In February 2003, as Jacir was finishing her project, Said — author of the trilogy of books that includes Orientalism, Covering Islam, and The Question of Palestine — told me in an interview that, “What I stand for is what a lot of people stand for. They are no longer interested in Band-Aids.” Said, who would die seven months later from cancer, was talking about his long-held critiques of American and Israeli foreign policies and media representation of Arab societies. One of the many through-lines of Said’s scholarship, which he originated more than 40 years ago, was his plea for Arabs and Muslims to report on their own state of affairs — to be the prism through which Americans and Westerners considered the complex narratives of the greater Middle East. From an art perspective, that’s what’s on display in “Mashrabiya,” “Signal to Noise,” and “Where We Come From”: Artists with deep roots in the countries and concepts they’re addressing, hoping to distill those roots to people who may have only a cursory understanding of them.

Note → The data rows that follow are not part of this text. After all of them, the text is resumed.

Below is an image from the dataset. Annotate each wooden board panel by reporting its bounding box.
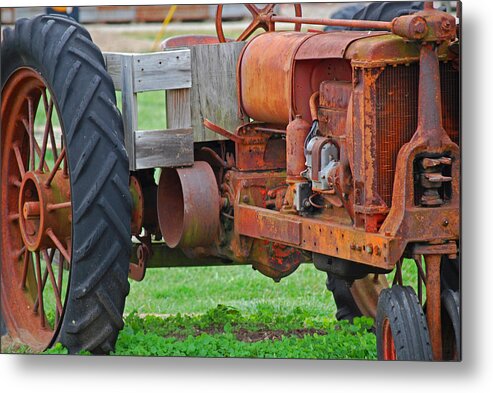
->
[133,49,192,92]
[166,89,192,128]
[135,128,193,169]
[103,49,192,93]
[121,56,138,170]
[103,52,124,90]
[135,4,209,22]
[190,42,245,142]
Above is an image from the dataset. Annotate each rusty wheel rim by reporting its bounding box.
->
[382,318,397,360]
[216,3,301,42]
[1,67,72,350]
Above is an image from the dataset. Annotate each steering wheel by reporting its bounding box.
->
[216,3,301,42]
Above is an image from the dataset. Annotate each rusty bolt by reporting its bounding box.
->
[374,246,382,256]
[442,18,452,31]
[414,19,426,34]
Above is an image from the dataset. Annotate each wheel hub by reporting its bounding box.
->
[19,170,72,252]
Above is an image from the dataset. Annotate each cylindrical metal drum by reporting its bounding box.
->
[239,32,313,124]
[157,161,220,248]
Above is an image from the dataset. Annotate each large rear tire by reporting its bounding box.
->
[1,15,131,354]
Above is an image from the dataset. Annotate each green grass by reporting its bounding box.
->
[41,305,376,359]
[125,264,335,316]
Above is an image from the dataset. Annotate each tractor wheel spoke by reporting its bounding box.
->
[21,250,31,289]
[43,250,63,315]
[13,144,26,177]
[34,252,45,328]
[46,228,70,261]
[45,148,65,187]
[38,97,53,171]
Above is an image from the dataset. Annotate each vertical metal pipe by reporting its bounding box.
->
[418,43,442,142]
[425,254,442,360]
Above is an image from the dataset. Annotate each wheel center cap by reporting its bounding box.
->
[19,171,71,251]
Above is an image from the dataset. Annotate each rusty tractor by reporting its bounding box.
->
[1,2,461,360]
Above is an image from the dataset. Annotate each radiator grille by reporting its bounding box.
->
[375,63,460,206]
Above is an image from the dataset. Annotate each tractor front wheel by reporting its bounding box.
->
[376,285,433,361]
[0,16,131,353]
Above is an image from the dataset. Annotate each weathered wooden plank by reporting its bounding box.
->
[133,49,192,92]
[135,128,193,169]
[190,42,245,142]
[120,56,138,170]
[166,89,192,128]
[103,52,125,90]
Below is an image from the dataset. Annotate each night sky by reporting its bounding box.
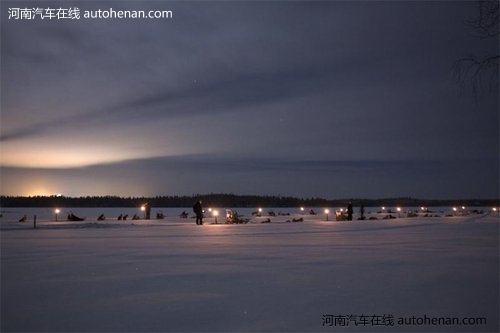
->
[0,1,499,199]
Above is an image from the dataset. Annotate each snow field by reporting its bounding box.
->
[1,214,499,332]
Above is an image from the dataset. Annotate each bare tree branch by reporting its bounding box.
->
[453,0,500,98]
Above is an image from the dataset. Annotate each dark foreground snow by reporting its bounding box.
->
[1,214,499,332]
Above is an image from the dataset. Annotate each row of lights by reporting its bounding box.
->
[54,205,499,219]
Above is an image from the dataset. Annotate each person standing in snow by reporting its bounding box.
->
[347,202,352,221]
[193,200,203,225]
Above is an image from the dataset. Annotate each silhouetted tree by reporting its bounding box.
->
[454,1,500,98]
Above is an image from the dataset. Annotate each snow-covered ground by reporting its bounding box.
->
[0,208,500,332]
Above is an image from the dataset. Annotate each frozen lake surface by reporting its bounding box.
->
[1,208,500,332]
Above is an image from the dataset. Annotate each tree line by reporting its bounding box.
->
[0,193,500,208]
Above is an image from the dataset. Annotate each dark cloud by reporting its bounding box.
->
[0,1,498,197]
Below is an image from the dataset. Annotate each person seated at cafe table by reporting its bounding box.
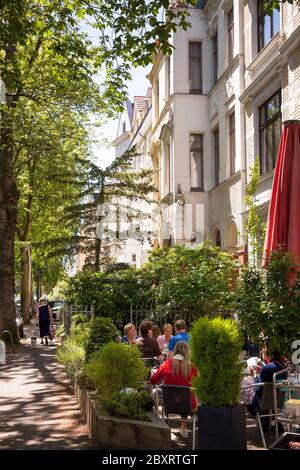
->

For these artists, it’s a balancing act that is not guaranteed to work. They know that. Yamin says she was heavily influenced by Said’s scholarship. Jacir, whom SF Weekly tried to reach for comment, once said, “ ‘Where We Come From’ is a failure in some way. I am not sure how to reconcile the notion that non-Palestinians are being entertained by our sorrows and dreams.”

It’s debatable whether SFMOMA’s exhibit of “Where We Come From” is merely “entertainment.” But what’s not debatable is that Jacir’s work — along with the work of Mazinani, Yamin and the other artists in “Mashrabiya” — presents a deep humanity and critique of the region that is important to see first-hand. Their work connects the greater Middle East to the United States — and to the Bay Area — at a time of extreme uncertainty when so many people are longing for a different reality.